---
id: "claim-latent-ai-errors"
type: "claim"
source_timestamps: ["¶10", "¶11"]
tags: ["risk-management", "technical-debt"]
related: ["claim-code-vs-engineering", "action-escalation-rules", "question-insurance-pricing"]
confidence: "high"
testable: true
speakers: ["Chengwei Liu", "Balázs Kovács"]
sources: ["futures"]
sourceVaultSlug: "hbr-seg-futures"
originDay: 2
articleStem: "hbr-cl-84-big-tech-capability-crisis"
sourceUrl: "https://hbr.org/2026/06/big-techs-looming-capability-crisis"
sourceTitle: "Big Tech’s Looming Capability Crisis"
---
# AI Coding Errors Have Highly Latent Impact Timelines

## Claim: AI Coding Errors Have Highly Latent Impact Timelines

**Confidence: high · Testable: yes**

Unlike radiology — where an error harms a **named patient quickly**, with a clear chain of liability — AI errors in software coding **surface years later**. Bad code can look perfectly functional at launch; defects typically become apparent only when the system needs to be **modified, integrated, secured, or scaled** — long after the original prompt is forgotten and the author has left the company.

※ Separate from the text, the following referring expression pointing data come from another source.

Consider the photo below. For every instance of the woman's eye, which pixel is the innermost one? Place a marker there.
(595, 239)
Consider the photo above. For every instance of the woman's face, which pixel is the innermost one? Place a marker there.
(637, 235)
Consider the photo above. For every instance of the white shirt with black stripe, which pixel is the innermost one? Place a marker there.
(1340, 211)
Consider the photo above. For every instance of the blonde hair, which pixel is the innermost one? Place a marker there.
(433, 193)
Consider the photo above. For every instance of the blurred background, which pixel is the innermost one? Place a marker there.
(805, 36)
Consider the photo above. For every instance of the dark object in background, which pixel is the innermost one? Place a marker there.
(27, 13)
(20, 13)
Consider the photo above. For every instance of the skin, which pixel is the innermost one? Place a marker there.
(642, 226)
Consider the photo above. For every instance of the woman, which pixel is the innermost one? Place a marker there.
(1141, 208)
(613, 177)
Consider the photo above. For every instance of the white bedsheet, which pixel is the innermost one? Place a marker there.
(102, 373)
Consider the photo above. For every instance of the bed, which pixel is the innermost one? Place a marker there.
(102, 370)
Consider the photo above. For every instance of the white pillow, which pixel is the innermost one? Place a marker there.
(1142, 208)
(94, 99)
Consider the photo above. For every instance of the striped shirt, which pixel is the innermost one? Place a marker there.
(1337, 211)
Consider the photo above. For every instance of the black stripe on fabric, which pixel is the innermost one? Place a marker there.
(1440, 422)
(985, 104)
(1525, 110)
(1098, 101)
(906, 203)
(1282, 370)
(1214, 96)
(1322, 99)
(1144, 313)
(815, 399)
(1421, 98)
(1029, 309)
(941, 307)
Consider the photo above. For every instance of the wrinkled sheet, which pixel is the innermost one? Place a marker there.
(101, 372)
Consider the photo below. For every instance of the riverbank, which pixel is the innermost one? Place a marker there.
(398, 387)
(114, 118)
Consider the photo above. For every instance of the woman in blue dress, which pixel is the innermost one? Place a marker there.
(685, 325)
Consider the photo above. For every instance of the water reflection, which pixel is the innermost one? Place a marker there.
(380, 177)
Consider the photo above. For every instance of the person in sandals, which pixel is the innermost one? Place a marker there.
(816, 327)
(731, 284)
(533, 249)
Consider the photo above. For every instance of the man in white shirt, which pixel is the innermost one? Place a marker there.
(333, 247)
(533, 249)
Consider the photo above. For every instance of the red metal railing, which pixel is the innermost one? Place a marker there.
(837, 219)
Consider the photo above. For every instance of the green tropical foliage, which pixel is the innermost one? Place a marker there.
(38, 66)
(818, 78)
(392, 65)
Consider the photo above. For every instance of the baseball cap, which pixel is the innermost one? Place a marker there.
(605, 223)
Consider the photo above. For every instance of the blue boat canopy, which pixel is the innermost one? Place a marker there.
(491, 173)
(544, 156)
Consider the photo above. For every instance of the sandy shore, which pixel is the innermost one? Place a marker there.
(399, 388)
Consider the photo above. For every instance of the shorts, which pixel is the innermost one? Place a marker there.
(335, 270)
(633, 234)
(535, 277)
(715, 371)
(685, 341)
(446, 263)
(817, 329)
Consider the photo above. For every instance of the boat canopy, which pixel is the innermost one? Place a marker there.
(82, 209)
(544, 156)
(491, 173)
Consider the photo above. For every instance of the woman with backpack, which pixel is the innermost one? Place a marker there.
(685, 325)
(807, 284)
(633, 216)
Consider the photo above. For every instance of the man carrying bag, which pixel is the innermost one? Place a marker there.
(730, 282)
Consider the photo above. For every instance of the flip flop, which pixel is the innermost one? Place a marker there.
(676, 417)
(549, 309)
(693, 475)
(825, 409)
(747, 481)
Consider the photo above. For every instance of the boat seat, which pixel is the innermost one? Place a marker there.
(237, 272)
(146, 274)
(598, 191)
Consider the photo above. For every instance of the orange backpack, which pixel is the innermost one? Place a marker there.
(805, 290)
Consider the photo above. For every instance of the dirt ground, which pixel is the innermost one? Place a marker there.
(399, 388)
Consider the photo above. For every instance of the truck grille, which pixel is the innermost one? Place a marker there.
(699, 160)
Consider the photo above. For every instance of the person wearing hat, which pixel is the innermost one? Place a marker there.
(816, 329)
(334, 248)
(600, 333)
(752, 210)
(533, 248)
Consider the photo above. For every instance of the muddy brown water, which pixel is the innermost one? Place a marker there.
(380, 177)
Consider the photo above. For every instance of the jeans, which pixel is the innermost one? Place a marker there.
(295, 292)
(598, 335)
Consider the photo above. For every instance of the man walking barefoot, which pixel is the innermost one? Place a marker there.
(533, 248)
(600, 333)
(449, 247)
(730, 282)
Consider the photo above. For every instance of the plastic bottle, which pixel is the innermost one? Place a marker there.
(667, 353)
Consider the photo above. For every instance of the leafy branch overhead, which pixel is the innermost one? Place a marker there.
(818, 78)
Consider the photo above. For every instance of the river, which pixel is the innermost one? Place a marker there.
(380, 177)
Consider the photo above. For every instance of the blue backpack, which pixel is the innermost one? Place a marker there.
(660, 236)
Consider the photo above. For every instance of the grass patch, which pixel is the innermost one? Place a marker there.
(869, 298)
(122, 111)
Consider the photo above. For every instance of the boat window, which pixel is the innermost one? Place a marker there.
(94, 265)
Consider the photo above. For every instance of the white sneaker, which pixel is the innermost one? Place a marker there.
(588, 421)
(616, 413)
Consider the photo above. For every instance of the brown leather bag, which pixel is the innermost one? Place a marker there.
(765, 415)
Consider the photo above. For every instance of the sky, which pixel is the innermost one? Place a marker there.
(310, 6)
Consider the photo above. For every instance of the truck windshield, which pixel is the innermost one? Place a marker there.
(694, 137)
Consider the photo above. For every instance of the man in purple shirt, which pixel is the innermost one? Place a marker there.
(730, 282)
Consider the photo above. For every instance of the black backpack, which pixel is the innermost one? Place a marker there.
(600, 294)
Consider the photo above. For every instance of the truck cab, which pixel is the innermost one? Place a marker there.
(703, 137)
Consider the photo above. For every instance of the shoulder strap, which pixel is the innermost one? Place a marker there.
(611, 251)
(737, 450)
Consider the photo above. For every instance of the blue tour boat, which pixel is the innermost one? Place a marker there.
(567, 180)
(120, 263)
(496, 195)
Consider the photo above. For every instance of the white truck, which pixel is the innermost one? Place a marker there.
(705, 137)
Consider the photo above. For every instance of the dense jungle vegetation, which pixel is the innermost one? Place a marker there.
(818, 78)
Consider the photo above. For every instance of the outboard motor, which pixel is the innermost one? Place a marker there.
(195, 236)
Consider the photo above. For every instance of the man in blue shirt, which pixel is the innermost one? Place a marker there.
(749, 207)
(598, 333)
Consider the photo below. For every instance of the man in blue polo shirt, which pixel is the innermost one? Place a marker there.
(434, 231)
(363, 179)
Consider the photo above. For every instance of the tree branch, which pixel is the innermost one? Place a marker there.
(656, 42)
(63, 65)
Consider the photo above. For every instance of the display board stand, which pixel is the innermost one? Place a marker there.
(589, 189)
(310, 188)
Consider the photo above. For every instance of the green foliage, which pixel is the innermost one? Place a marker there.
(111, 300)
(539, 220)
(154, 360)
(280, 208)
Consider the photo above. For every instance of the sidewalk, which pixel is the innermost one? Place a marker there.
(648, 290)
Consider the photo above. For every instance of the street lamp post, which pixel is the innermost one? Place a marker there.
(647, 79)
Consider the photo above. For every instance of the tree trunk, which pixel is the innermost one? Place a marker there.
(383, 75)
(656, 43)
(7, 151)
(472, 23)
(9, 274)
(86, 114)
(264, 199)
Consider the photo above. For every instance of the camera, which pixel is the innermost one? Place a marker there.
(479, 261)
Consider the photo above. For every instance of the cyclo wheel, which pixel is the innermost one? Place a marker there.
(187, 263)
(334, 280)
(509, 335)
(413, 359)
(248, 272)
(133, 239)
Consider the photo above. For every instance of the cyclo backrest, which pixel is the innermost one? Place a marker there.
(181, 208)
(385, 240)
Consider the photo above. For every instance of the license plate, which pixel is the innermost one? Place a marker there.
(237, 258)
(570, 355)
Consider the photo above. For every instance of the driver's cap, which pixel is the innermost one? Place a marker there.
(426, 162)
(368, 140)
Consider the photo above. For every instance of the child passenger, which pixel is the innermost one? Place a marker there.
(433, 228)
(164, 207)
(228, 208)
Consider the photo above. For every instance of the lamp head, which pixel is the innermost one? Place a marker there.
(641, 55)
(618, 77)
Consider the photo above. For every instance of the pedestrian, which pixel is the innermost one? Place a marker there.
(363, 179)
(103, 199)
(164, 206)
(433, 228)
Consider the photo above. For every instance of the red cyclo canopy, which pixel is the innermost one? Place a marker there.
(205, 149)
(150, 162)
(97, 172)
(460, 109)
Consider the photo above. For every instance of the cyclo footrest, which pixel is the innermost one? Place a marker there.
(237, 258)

This latency is why the authors argue software lacks medicine's disciplining feedback loop, and why they propose [[action-escalation-rules|escalation rules]] to force accountability. It also feeds the [[question-insurance-pricing|open question]] of how insurers will price these delayed defects.

> Enrichment: Plausible and partially supported, but this is an **analogy rather than a measured comparative study** — software failures often surface later during integration, maintenance, scaling, or security changes.